Mungkin kesimpulan itu tidak tepat. Tetapi begitulah, saya melihat ada beberapa kesamaan, misalnya tentang sejarah nabi-nabi. Dalam Injil terdapat kisah para rasul. Begitupun dalam Al-Qur'an. Kebetulan pada saat yang bersamaan materi pelajaran yang saya terima di gereja dan di sekolah hampir lama, yakni pembahasan tentang sejarah nabi. Bedanya, di gereja menurut versi Injil, sedangkan di sekolah versi AlQur'an. Sehingga, jika guru agama di sekolah melempar pertanyaan, saya sering menjawabnya. Tentu saja, itu membuat kawan-kawan saya heran.
Tetapi, ada sesuatu yang sangat mendasar yang membedakan antara Kristen dan Islam, yaitu konsep ketuhanannya. Kristen menjabarkan pengertiaan keesaan Tuhan pada konsep Trinitas. Terus terang, ini sesuatu yang amat rumit untuk dijelaskan.
Bagaimana mungkin menjelaskan wujud Tuhan Yang Esa dalam tiga oknum yang terpisah (Tuhan Bapa, Tuhan Anak, dan Roh Kudus). Sedangkan, Islam memiliki konsep ketuhanan yang amat sederhana, tetapi jelas dan tegas. Tauhid sebagai konsep ketuhanan kaum muslimin menegaskan bahwa Allah adalah Esa. la tidak beranak, dan tidak pula diperanakkan.

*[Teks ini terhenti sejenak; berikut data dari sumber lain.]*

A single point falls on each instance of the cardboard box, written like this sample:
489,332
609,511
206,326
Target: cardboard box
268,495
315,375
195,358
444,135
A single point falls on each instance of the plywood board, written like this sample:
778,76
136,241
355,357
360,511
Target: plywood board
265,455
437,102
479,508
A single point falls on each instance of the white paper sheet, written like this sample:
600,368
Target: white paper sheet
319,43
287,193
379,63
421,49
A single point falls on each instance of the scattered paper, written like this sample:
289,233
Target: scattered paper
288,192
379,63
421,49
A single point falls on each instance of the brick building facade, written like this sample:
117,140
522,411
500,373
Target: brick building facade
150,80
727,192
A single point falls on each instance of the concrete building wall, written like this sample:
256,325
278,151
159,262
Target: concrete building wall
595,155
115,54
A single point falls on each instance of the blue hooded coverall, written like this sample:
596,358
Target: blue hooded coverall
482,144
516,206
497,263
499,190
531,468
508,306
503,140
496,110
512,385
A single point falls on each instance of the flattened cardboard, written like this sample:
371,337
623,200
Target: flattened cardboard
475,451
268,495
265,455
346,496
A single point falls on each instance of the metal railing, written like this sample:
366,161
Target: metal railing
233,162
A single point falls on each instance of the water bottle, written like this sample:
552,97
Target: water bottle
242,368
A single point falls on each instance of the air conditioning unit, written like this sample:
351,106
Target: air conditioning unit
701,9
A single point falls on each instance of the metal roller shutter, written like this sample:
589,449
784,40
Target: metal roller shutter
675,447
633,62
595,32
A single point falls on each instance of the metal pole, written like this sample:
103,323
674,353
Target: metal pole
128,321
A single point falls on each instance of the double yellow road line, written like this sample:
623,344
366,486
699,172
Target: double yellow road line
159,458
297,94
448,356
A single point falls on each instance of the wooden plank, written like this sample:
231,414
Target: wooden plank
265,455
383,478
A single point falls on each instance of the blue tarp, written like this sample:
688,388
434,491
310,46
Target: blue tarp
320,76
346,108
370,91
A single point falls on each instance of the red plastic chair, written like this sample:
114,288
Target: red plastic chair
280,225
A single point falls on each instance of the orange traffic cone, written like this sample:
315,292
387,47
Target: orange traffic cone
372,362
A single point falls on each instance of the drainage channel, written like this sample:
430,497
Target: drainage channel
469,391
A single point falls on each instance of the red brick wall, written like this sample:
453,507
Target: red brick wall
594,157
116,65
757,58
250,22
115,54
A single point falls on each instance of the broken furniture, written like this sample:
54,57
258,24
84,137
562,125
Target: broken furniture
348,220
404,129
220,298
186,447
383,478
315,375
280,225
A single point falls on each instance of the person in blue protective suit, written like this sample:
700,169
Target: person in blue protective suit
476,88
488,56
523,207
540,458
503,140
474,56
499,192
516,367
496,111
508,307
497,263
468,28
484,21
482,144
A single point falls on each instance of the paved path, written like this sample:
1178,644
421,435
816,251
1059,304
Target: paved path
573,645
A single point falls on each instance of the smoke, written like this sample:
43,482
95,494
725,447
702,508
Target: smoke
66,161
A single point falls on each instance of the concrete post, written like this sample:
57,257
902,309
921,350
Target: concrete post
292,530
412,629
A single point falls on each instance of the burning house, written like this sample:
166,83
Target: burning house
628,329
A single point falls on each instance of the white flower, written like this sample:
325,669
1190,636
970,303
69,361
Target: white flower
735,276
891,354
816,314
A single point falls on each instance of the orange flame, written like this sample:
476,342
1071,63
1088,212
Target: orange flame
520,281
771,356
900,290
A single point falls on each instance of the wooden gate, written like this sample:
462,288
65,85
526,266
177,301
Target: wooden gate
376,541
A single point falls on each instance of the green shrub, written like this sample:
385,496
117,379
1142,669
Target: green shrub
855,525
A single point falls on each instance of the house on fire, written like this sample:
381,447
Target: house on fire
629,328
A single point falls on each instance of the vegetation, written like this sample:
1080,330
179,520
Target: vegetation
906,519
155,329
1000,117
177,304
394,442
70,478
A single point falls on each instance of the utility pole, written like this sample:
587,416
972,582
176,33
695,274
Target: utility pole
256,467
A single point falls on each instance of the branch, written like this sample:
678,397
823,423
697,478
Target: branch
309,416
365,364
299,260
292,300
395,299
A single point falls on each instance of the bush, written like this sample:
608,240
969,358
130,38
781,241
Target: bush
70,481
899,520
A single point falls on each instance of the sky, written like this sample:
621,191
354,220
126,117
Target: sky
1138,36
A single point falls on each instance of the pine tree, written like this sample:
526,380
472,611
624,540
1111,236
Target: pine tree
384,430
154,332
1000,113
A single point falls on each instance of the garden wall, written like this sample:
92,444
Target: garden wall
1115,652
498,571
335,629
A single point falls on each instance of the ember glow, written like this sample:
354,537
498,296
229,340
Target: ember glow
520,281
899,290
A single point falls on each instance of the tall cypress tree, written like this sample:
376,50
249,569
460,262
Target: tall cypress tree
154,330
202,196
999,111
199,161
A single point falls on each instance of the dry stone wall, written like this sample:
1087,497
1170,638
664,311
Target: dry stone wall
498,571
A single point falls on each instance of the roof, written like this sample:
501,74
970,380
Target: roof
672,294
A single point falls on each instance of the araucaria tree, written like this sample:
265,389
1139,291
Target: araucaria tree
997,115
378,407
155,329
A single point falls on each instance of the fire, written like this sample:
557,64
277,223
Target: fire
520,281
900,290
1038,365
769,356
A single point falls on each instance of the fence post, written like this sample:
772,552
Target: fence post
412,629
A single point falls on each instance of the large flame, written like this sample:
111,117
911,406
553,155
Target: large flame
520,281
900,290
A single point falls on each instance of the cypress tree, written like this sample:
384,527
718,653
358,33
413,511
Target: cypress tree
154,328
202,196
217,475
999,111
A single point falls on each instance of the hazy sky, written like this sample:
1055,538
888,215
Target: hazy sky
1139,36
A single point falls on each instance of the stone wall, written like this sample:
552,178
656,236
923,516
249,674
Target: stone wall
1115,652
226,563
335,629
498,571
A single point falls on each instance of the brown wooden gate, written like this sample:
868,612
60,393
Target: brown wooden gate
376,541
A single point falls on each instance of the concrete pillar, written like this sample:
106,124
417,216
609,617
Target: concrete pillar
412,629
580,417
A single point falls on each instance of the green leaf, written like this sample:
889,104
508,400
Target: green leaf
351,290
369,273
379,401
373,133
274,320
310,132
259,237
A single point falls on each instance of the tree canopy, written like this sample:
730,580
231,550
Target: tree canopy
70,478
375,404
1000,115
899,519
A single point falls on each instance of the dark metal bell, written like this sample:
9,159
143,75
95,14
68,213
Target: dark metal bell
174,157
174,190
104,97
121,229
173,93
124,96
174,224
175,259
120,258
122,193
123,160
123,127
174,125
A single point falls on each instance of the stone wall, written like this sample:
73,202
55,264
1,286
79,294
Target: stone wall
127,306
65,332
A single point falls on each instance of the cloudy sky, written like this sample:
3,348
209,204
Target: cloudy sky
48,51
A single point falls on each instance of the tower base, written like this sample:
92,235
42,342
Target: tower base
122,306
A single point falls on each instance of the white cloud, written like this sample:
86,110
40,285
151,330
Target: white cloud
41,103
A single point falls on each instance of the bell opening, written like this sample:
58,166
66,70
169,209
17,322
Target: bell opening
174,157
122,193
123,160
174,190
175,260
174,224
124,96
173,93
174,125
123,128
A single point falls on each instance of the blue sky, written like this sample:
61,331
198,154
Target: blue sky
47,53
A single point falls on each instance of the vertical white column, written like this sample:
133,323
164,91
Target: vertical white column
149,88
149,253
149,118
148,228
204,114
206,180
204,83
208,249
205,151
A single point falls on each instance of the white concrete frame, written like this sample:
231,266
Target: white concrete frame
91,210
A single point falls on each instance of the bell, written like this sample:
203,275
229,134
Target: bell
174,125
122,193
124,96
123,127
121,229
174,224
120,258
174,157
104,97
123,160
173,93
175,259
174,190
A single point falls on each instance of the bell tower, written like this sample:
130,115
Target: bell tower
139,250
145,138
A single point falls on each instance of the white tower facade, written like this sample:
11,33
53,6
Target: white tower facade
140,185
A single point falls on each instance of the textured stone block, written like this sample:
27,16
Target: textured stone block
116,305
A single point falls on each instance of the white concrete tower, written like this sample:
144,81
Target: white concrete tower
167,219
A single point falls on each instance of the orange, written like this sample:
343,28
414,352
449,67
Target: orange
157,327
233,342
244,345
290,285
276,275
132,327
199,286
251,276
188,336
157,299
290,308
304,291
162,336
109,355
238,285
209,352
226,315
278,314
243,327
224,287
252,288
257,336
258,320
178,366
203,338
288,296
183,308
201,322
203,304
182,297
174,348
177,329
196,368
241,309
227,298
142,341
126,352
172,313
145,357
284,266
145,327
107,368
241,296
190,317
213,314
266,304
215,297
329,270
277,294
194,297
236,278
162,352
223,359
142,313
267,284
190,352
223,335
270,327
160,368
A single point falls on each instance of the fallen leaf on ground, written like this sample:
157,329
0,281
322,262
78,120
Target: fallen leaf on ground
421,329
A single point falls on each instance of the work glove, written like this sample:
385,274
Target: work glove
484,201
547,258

Dan, tidak ada sesuatu pun yang menyerupai-Nya.
Penjelasan konsep tauhid oleh guru agama di SMEA tempat saya sekolah itu, menurut saya lebih masuk akal ketimbang penjelasan konsep trinitas yang disampaikan pendeta di gereja. Sejak itu saya menjadi malas pergi ke gereja. Itu terjadi pertengahan 1990, tidak lama setelah oma yang saya cintai meninggal dunia. Terus terang, saya semakin rajin ke gereja karena dorongan beliau. Dan setelah beliau wafat, rasanya tidak ada lagi ikatan batin yang menghubungkan saya dengan gereja.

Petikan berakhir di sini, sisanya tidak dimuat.